# My new Gear



## Natheer Mallick

So I sold my Rocket and Aerotank Mega, and decided to go for an RBA/Mech combo. Here's what I ended up getting:

A Big Buddah sitting on a Hades mod, and I'm loving it! Day 1 and I'm already planning different build configurations lol

Reactions: Like 11 | Winner 2


----------



## Riaz

beautiful!!!!


----------



## kevkev

Riaz said:


> beautiful!!!!


 
Absolutely (Said in Zuma's voice)

That is sure a stunner man, enjoy!


----------



## Natheer Mallick

kevkev said:


> Absolutely (Said in Zuma's voice)
> 
> That is sure a stunner man, enjoy!


 
Lmao! Now I've got Zuma saying absolutely playing over and over in my head hahaha

Reactions: Agree 1


----------



## Gizmo

Damn sexy!!


----------



## Alex

Looks good


----------



## shabbar

that sure is damn sexy , congrats n enjoy !!!


----------



## Yiannaki

Now that's some slick looking gear! Awesome 

Enjoy it!


----------



## hands

looking good sir  enjoy


----------



## Marzuq

Natheer Mallick said:


> So I sold my Rocket and Aerotank Mega, and decided to go for an RBA/Mech combo. Here's what I ended up getting:
> View attachment 12278
> A Big Buddah sitting on a Hades mod, and I'm loving it!

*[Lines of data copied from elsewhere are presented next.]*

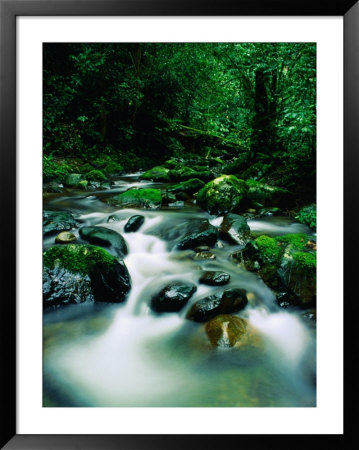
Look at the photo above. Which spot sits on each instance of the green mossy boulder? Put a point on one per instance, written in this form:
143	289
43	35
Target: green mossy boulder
158	173
186	187
76	273
56	221
73	180
95	175
65	237
138	198
105	237
222	195
265	194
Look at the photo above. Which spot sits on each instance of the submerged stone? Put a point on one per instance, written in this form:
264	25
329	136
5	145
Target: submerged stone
65	237
134	223
173	297
105	237
226	330
138	198
55	221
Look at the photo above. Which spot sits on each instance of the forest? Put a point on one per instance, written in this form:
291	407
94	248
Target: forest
179	219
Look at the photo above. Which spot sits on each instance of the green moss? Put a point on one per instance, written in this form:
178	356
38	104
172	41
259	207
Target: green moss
113	168
95	175
308	216
147	198
157	173
269	249
222	195
306	260
86	168
297	241
77	258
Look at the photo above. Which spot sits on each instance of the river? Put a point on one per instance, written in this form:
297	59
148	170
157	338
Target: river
124	355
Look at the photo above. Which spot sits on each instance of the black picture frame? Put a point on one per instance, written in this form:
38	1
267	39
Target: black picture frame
9	10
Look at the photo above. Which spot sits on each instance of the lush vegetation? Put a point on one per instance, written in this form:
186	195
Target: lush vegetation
252	105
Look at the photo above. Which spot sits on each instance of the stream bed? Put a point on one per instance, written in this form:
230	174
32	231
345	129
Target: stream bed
125	355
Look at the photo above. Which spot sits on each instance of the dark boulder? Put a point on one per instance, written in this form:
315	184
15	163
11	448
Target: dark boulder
65	237
173	297
76	273
214	278
134	223
226	330
56	221
231	300
105	237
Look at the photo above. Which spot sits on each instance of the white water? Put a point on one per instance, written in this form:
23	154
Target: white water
136	358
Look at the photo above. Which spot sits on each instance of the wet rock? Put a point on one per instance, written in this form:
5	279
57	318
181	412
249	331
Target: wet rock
65	237
215	278
158	173
226	330
138	198
134	223
199	233
177	204
106	238
74	180
265	194
55	221
202	256
187	187
75	273
222	195
54	188
173	297
61	287
231	300
113	218
234	228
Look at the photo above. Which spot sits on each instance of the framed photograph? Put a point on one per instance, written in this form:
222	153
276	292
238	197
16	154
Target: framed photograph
170	171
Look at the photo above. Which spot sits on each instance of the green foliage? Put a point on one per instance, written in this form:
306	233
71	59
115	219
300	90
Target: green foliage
308	216
79	258
297	241
306	260
53	169
95	175
251	101
269	249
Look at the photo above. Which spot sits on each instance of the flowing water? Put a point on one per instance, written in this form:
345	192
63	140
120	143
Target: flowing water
125	355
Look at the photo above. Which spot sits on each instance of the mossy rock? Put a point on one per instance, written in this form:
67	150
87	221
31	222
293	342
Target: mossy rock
65	237
138	198
222	195
298	274
226	331
105	237
113	168
264	250
188	187
95	175
86	168
74	180
265	194
106	278
56	221
158	173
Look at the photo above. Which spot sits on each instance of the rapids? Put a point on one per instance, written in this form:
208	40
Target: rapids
126	355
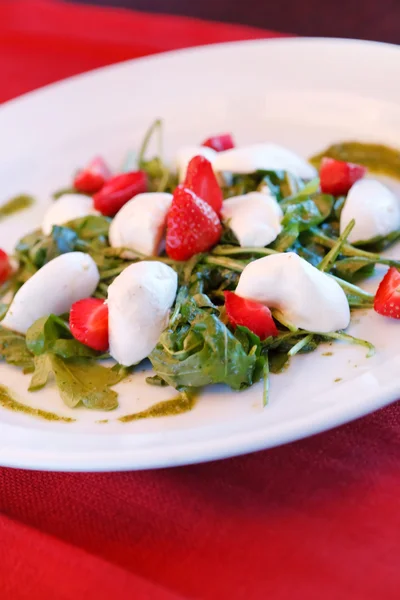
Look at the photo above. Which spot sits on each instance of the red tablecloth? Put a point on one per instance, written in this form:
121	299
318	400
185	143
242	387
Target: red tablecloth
316	520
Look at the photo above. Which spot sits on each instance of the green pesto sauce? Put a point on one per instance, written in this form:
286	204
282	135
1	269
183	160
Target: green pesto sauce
8	402
376	157
15	205
175	406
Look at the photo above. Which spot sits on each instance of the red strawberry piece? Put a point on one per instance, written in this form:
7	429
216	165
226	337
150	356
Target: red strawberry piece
200	178
338	176
387	297
91	179
220	142
250	314
118	190
88	321
192	225
5	267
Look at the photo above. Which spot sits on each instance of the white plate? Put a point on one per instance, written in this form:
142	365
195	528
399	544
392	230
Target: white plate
304	94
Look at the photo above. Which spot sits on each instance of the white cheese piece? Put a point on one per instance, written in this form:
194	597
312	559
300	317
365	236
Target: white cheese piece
185	155
267	157
52	290
140	223
375	209
139	300
307	297
254	218
67	208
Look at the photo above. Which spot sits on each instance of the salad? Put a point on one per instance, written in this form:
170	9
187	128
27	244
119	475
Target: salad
219	269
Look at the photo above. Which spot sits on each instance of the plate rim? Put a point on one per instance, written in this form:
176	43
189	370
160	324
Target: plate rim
230	445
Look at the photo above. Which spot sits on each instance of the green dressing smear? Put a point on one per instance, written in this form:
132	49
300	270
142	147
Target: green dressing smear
15	205
378	158
8	402
176	406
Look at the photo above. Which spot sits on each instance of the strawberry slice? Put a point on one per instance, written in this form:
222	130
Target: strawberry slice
91	179
88	321
387	297
5	267
250	314
220	142
200	178
338	176
192	225
118	190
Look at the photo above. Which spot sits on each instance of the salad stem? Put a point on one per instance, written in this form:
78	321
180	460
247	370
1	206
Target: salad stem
227	263
266	381
230	250
303	342
319	237
329	259
278	316
345	337
355	295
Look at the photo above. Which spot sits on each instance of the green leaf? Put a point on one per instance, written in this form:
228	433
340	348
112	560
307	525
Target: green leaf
16	204
90	227
286	238
199	350
307	212
279	183
354	269
278	361
156	381
42	372
14	351
70	190
376	157
3	310
380	243
86	382
52	335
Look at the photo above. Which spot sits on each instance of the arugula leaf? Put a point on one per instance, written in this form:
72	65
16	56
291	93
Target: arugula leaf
198	349
3	310
61	192
286	238
380	243
15	205
90	227
85	382
353	269
280	183
42	372
307	212
14	351
52	335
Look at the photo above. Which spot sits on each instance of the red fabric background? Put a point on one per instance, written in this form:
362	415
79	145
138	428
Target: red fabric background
317	519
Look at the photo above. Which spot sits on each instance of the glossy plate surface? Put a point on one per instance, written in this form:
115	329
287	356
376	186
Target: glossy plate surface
304	94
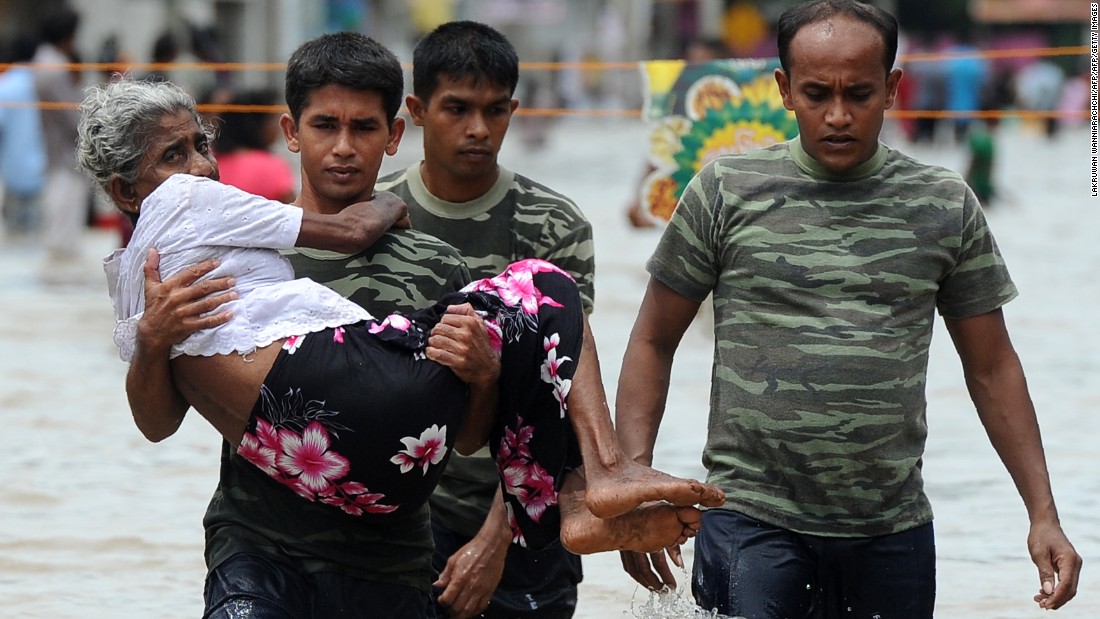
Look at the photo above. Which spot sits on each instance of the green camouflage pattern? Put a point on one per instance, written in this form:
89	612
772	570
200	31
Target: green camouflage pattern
404	271
516	219
824	294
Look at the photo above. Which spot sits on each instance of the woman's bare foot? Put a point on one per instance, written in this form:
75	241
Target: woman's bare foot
620	489
647	528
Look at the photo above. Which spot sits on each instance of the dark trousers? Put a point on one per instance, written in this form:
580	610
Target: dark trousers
254	587
747	568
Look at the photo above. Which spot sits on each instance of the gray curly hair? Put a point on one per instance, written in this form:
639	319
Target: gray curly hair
117	120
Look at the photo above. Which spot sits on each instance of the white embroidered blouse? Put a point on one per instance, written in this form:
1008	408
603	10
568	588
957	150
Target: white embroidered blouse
189	219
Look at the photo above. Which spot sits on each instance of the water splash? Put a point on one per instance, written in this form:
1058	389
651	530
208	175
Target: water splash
668	604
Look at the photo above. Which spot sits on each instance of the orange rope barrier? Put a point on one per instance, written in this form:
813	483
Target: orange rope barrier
592	65
586	66
563	112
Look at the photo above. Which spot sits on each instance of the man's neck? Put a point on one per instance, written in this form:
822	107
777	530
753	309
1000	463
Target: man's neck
457	190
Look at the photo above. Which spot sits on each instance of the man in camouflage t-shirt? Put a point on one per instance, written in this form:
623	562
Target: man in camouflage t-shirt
494	217
827	257
265	548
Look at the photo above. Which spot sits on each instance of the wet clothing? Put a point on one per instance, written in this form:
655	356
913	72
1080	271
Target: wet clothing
353	424
825	289
178	219
516	218
255	587
818	577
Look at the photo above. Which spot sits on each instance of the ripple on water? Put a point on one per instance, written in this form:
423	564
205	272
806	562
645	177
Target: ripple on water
668	604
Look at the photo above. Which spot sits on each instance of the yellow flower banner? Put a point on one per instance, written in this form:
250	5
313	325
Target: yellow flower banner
700	111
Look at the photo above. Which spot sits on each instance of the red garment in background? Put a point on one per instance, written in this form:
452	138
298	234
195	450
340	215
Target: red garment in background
257	172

Day 1 and I'm already planning different build configurations lol


That's stunning. Very nice setup


----------



## Natheer Mallick

Thanks guys. I should have made the move a long time ago lol

Reactions: Like 1


----------



## Yiannaki

Natheer Mallick said:


> Thanks guys. I should have made the move a long time ago lol


 
but the fact that you didn't allows you to appreciate the difference far more


----------



## Natheer Mallick

Yiannaki said:


> but the fact that you didn't allows you to appreciate the difference far more


 
So true. And I guess that's the fun of it. Starting with something basic like a Twisp or a Titan, and then working your way up the ranks

Reactions: Agree 1


----------



## Nibbler

Christmas is just around the corner.
I know what I'm buying for myself


----------



## Natheer Mallick

I would highly recommend it. Especially the Big Buddah. It gives you tons of flavour, and if you completely unscrew the airflow screws completely, you get to take some decent lung hits. It might not be a dripper, but I've been doing some serious cloud chasing with it. the only problem really, is committing to a flavour lol

Reactions: Can relate 1


----------



## Ryan

Where did you the the big Buddha from?


----------



## Natheer Mallick

Ryan said:


> Where did you the the big Buddha from?


VapeMob. They are quite close to where I live and work, and I am yet to be disappointed by their service, so I get all my stuff from them


----------



## whatalotigot

That looks like a good combo. Nice looking piece you have there!


----------



## Natheer Mallick

whatalotigot said:


> That looks like a good combo. Nice looking piece you have there!


Thanks buddy. There's actually a new addition. I'll post a pic shortly


----------



## Natheer Mallick

I recently added the Atty V3 to the collection


I still only have the Hades, I just switch between the Buddha and the Atty depending on my mood.

Reactions: Like 2


----------